La filiale de Marsh & Mc Lennan en France a enregistré une progression de son chiffre d’affaires de + 2,1 % en 2018. Les affaires nouvelles lui ont apporté plus de 30 M€ et il connaît un développement très fort de ses spécialités (espace, marine, transports, etc.) et du risque cyber.

Le chiffre d’affaires réalisé auprès des grands comptes s’élève à + 3 Mrds € (50 % du  chiffre d’affaires total), et le taux de croissance sur cette catégorie d’entreprises a été de + 2 % l’an dernier. Les ETI, celles dont le chiffre d’affaires est compris entre 500 M€ et 3 Mrds € selon la classification du courtier, ont une prédilection pour les polices ‘’tout en un’’. Au regard de ces entreprises, le chiffre d’affaires de Marsh & Mc Lennan est en hausse de 5 % et le courtier a intégré de nouveaux clients dans son portefeuille (Urgo, Europcar, Matmut, etc.). Quant au middle market (chiffre d’affaires de 20 M€ à  500 M€), les affaires de la filiale française se développent dans le Sud de l’Hexagone et les clients ont une forte demande pour les risques cyber et pour des conseils. Dans l’Ouest, Marsh & Mac Lennan va renforcer sa présence par la création d’un bureau à Nantes.

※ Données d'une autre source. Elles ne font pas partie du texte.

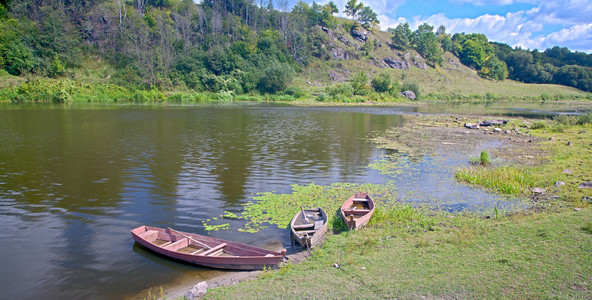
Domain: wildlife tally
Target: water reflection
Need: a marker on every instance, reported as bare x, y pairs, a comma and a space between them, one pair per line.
74, 180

A propos de l’accord en voie de concrétisation annoncé en septembre dernier par Marsh & Mc Lennan en vue d’acquérir Jardine Lloyd Thompson, groupe de courtage britannique spécialisé en assurance, réassurance et en avantages sociaux, « ce rachat va renforcer notre présence en Amérique Latine et en Asie, notre compétitivité au plan international et nous permettre d’intégrer de nouveaux talents dans les spécialités, ainsi que de bénéficier du réseau en place dans l’entreprise », a indiqué Fabrice Domange, président de la filiale française, lors d’une conférence de presse organisée par l’Anja (Association nationale des journalistes spécialisés en assurance).

Le courtier travaille avec une trentaine de porteurs de risques et, lors des renouvellements 2019, Fabrice Domange relève qu’ « il y a eu une compétition importante entre les assureurs et des prix à la baisse sur de belles affaires ». Il compare la profession de courtier à celle d’avocat : « temps passé sur un dossier, tâches à accomplir et plus-value apportée par le courtier sont essentiels ; à mon sens, le courtage doit se professionnaliser encore davantage et afficher plus de transparence vis-à-vis de ses clients, notamment en matière de rémunérations ». Marsh & Mc Lennan France a revu sa méthodologie pour répondre aux appels d’offres dans le but d’optimiser ses coûts.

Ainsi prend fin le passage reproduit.